Abstract

Prudent coalbed methane (CBM) reservoir management and optimization requires knowledge of reservoir pressure. This paper presents a simple three-step method to predict reservoir pressure throughout the producing life of a coalbed methane well using only initial reservoir pressure, Langmuir pressure and cumulative gas produced. Use of the method has the potential to significantly reduce operating costs by minimizing the number of pressure surveys required to understand, operate and optimize a well or reservoir. The equations and process used to predict reservoir pressure are discussed, results of simulation studies validating the method are presented and actual examples from Fruitland Coal wells in the San Juan Basin are used to test the applicability of the method to real world conditions.

Introduction

Coalbed methane reservoir management and optimization requires knowledge of reservoir pressure. Typically, only a limited number of pressure surveys are run during the life of a well because they are costly in terms of equipment, manpower usage, and lost production. Calculations requiring reservoir pressure are often made months, sometimes years, after the most recent pressure survey in a given well. At high reservoir pressures a small uncertainty in reservoir pressure will make little difference in deliverability and remaining gas-in-place calculations. Conversely, a small uncertainty in reservoir pressure can make a large difference in such calculations at low pressures.

Several methods exist to obtain reservoir pressure in addition to running a pressure survey. Reservoir simulation, traditional material balance (p/z*) and "best-guess" methods could all be used to estimate reservoir pressure. At high reservoir pressures the "best-guess" method may give adequate results. At lower reservoir pressures, more accurate methods such as reservoir simulation or p/z* material balance are needed to give reliable results.
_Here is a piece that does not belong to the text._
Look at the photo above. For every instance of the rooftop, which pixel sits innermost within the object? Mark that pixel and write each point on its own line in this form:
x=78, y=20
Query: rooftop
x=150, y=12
Unfortunately, both of these methods are time consuming and require large amounts of information.

The method presented in this paper is a simple material balance application of the Langmuir isotherm to give accurate reservoir pressures over the entire life of a producing coalbed methane well. The method requires knowledge of the initial reservoir pressure and Langmuir pressure and depending on the application, either initial gas in place, cumulative gas produced as a function of time or a history of reservoir pressure obtained from pressure surveys. This data is easily obtainable for a producing well. Given some of the above data, the proposed method can be used in an iterative fashion to determine the other properties.

This paper discusses the equations and a simple three-step procedure to obtain reservoir pressure, reports the results of a simulation study to validate the method, and gives several examples of applications to Fruitland Coal wells in the San Juan Basin.